I just figured boys will be boys and they were teasing me because of typical teenage penile envy and anxiety. It didn’t really bother me. Well… except for the time when a group of them pulled me out of the shower and stuffed me headfirst into a garbage can and fondled me with a broom handle while the locker room exploded in laughter. Coach Carter came out, yelling, “What are you girls doing?” When things broke up, Coach told me, “Kid, you are the reason homosexuals don’t want to leave the closet.”

So, anyway, I’m trying to tell Elizabeth that it’s there, like in those mystery posters where you have to stare at it for a long time before you can make out the shape within the shapes, you just have to look in the right place. I slip off my 501’s and spread my legs and pull it out for her to see.

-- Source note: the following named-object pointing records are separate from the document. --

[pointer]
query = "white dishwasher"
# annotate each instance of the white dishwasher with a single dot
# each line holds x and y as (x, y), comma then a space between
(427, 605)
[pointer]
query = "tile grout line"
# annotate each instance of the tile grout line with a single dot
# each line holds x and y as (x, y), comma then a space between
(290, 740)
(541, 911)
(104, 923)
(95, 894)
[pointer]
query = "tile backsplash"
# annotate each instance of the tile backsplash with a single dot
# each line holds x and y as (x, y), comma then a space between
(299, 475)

She shrugs as if she’s gonna make the best of a bad situation, but I don’t care. I’m feeling pretty good, ‘cause she’s got her lips around it and is sucking like it’s summer and my wiener is a push up stick. I’m breathing hard and I feel like I’m gonna shoot soon. She’s keeps saying, “It’s so small. I never seen such a small dick.”

Then I fart.

I mean, it was her fault! She was the one who said La Bamba was the perfect late-night meal! And she was the one who wanted extra beans and super spicy salsa!

She did a double-take, raised her head from my lap for a second, sniffed the air like a bloodhound tracing a scent, shrugged her shoulders, and dove right back in!

This girl was amazing!!!

But the entire time, she kept saying, “It’s so small.”

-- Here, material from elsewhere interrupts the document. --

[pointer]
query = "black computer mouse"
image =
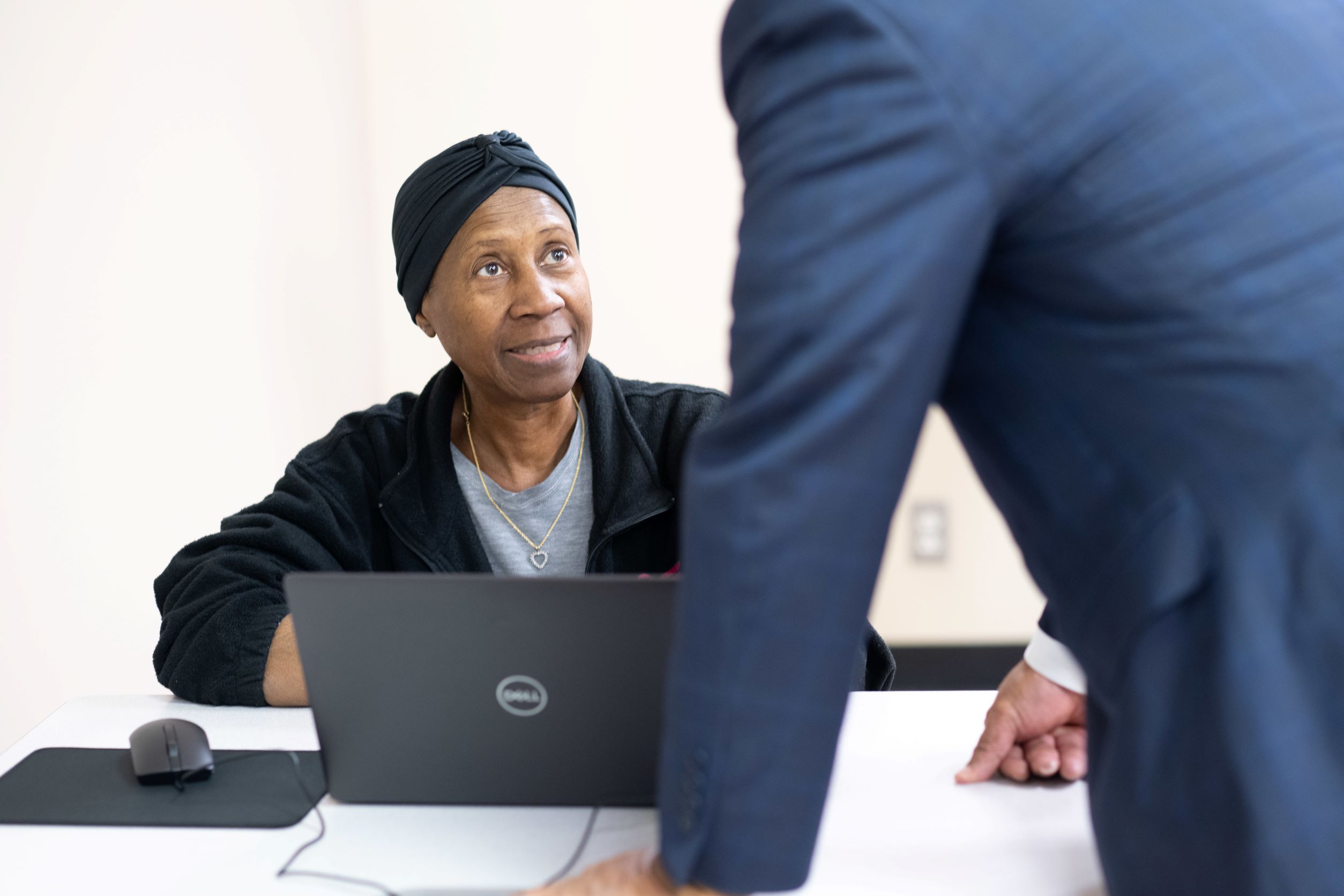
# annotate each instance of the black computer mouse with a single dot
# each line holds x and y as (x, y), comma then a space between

I mean, I just don't know what to do with this, so I say to her (thinking this would be sexy or something):

"You like small, don’t you baby?"

And she sits up, looks me in the eye calmly, and says, “Okay, Kerd. Here's some general information. 1. Four to eight inches is considered the normal range of penis size for adult males. 2. Five and a half inches is the average length of the adult penis. 3. There is no correlation between penis size and height; size of the foot, hand, nose or any other body part because there is no 'bone' in the penis, contrary to the popular euphamism. 4. There is very little correlation between penis size and ethnicity. Black guys are slightly larger than white guys, and Asian guys are very slightly smaller than white guys - there's not a big difference. 5. Width IS more important that length as far as making women happy, BUT copulation isn't what most women care about anyway. We like touching and caressing and being treated like we matter and not like a body on a slab. 6. Most importantly, penis size has nothing to do with who you are as a person and what you can accomplish with your life. You are important, not because of your penis size, but because of what you do with the gifts God gave you. Be a man. Be unselfish. Do good and make people's lives better. 7. Treat people with respect. Stop dehumanizing each other and stop thinking of people as objects for your pleasure.”

It wasn't quite the moodkiller I thought it would be (I was hoping for a reply like "Yeah, smaller the better baby,” OR “It’s big to me,” OR “It’s not the size of the boat, but the motion in the ocean.”).

Anyway, she went back to sucking, I came, then she showed me how to dine at the “Y” and other things that I can’t tell you. It was a lot better than I imagined it could be. We’re still together to this day, and often Speltora and Tantaric will head to the Elpedon Woods after vanquishing orcs and trolls for a little bit of inter-special coupling. We've found some creative ways to utilize Tantaric's appendage alterations!